By Dominic Ponsford
Bob Geldof has admitted he made a “stupid mistake” when he addressed journalists at the British Press Awards earlier this year.
And he has told Press Gazette of his admiration for the way the
British media has covered the issues of African aid, debt relief and
trade in the run-up to the July G8 conference in Edinburgh.
In
March Geldof was greeted with heckling when he criticised national
journalists at the British Press Awards and attacked their “scant
coverage of the continent of Africa”.
He said this week: “It was
a stupid mistake on my part. I’d never been to a press awards before
and didn’t know they were a yaboo thing – I thought they were
different, like the rock and roll ones.
“All I was saying was
could we focus on pulling together on the G8 and, regardless of our
political stand, focus on that. This is a point where we could do
something historic… I don’t think I got that out there.”
Geldof
is currently on an international tour to drum up support for action to
help Africa at the G8 conference. He said British press coverage of the
issues is far better than in the other G8 countries he has visited:
“The level of debate in this country is really extraordinary.
“The
CAP is about trade deficit dumping and that kills people. We’ve been
saying that for years, and now it’s all over the FT, The Independent
and The Guardian.”
Geldof shrugged off the increasing number of
articles which have been critical of him personally in recent weeks –
for example over his call to sail boats across the channel to take
French people to the proposed Edinburgh protest.
“I can’t moan
about the press. The unfortunate reality is we’ve got to do ridiculous
things. I’ve got to engage in gigantism and grab the attention.”

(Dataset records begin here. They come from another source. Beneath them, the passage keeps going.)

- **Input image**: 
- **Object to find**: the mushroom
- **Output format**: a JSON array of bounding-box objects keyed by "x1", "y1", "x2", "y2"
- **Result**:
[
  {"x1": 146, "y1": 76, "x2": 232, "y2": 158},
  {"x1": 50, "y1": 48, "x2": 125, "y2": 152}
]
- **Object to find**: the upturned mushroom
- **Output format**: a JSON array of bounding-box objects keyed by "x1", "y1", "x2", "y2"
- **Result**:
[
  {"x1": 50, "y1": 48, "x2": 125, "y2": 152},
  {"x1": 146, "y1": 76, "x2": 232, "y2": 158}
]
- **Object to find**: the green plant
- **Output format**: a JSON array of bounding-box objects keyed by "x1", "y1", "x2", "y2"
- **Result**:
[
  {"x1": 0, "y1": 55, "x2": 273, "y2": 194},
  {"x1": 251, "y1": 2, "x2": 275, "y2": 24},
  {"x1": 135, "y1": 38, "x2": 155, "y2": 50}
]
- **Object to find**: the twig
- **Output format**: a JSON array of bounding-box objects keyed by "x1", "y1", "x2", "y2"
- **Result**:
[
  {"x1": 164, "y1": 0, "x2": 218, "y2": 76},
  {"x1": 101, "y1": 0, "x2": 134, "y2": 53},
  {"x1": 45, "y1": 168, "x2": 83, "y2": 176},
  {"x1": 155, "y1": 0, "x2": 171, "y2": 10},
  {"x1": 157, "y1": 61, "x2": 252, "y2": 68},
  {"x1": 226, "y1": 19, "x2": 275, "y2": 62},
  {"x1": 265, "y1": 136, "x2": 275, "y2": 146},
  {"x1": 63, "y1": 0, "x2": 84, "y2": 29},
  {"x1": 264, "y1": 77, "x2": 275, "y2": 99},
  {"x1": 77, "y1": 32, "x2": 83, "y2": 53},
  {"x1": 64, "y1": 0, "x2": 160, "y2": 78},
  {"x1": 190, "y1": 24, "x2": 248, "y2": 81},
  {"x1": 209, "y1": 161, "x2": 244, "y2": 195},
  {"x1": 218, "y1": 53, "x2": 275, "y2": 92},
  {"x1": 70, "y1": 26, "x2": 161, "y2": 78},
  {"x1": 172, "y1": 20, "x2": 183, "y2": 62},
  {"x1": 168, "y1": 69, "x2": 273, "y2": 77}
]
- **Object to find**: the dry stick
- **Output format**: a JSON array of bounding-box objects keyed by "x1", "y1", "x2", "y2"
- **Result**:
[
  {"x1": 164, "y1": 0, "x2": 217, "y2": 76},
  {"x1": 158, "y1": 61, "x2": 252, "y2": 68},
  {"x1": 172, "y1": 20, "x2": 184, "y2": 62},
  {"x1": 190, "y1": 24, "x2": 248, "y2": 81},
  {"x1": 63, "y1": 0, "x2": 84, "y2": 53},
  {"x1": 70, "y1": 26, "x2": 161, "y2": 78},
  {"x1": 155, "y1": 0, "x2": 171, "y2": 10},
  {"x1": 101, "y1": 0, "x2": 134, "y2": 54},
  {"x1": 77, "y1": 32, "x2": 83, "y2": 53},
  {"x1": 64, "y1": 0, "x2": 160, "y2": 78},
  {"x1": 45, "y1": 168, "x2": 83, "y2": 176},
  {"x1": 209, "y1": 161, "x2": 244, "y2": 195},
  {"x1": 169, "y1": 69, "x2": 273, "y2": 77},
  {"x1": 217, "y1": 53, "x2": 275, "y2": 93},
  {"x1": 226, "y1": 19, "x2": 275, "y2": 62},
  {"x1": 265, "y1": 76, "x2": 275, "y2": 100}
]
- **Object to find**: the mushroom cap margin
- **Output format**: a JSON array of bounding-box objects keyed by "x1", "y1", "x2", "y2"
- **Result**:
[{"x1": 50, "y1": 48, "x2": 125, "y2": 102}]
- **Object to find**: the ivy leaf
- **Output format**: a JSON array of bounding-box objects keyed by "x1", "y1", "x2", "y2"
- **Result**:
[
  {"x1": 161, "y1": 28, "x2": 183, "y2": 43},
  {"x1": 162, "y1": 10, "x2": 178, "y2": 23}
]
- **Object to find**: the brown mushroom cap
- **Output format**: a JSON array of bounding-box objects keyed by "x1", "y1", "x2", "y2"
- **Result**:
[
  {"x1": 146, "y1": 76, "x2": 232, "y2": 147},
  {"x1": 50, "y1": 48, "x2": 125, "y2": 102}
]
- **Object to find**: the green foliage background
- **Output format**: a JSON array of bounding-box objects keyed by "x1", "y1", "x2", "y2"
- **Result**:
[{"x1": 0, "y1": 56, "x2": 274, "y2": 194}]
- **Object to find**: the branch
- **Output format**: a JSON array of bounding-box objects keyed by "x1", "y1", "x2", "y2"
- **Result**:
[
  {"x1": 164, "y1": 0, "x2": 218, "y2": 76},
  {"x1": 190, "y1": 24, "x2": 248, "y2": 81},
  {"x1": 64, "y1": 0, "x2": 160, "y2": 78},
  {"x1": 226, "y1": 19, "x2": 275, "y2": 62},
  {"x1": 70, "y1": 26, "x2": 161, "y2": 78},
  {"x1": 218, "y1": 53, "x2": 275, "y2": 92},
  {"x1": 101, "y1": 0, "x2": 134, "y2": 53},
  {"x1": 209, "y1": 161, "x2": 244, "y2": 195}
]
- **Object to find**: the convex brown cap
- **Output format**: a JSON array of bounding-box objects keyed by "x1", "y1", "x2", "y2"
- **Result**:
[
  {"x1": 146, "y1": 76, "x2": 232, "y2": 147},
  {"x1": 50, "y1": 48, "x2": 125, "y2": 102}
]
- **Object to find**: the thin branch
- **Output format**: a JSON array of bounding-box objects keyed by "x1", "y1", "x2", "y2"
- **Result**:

He feels the personal criticism is all “grist for the mill”, adding: “They may say ‘he’s a wanker, but hold on there’s a point’.
The
important thing is that we are having an argument about the poorest
people on the planet. Of course that criticism is going to happen, we
just keep it rolling.
But clearly it’s keeping the pressure on
and it is working. Europe have said they will double aid to Africa,
it’s what the Africa Commission called for and they said ‘yes we’ll do
it’.”
Geldof said: “Journalists must find it weird that something
as dry as trade injustice, Third World debt and aid flows are the story
du jour. But what’s happened is each paper has found its own way of
doing it, like The Sun sending a guy to walk to Edinburgh, or the
middle papers finding lots of criticism for individuals but coming out
in support of an essential issue like reforming the CAP – which across
the board everybody knows is economically illiterate and politically
stupid.
“We are on the side of history but we’ve got to make sure that 8 July actually becomes historic.”
Responding
to press commentators who have condemned his proposals on Africa as
unworkable in the face of African government corruption he said: “This
is about debt, trade and aid in exchange for governance. I am
withering in my scorn for the columnists who say ‘it’s not going to
work’. Even if it doesn’t work, what do they propose? Every
night forever watching people live on TV dying on our screens?
“Is
it that we sit back and, as Enoch Powell once told me, ‘let them go to
hell in their own way’? Do we sit back and do nothing and just let
these people die?
That’s simply not viable – human beings will
not be able to take that. We have got a chance to build a strong
continent we can trade with rather than one that sinks into more decay
and death. Let’s try and focus on this plan and put it into action and
if that doesn’t work try another plan.”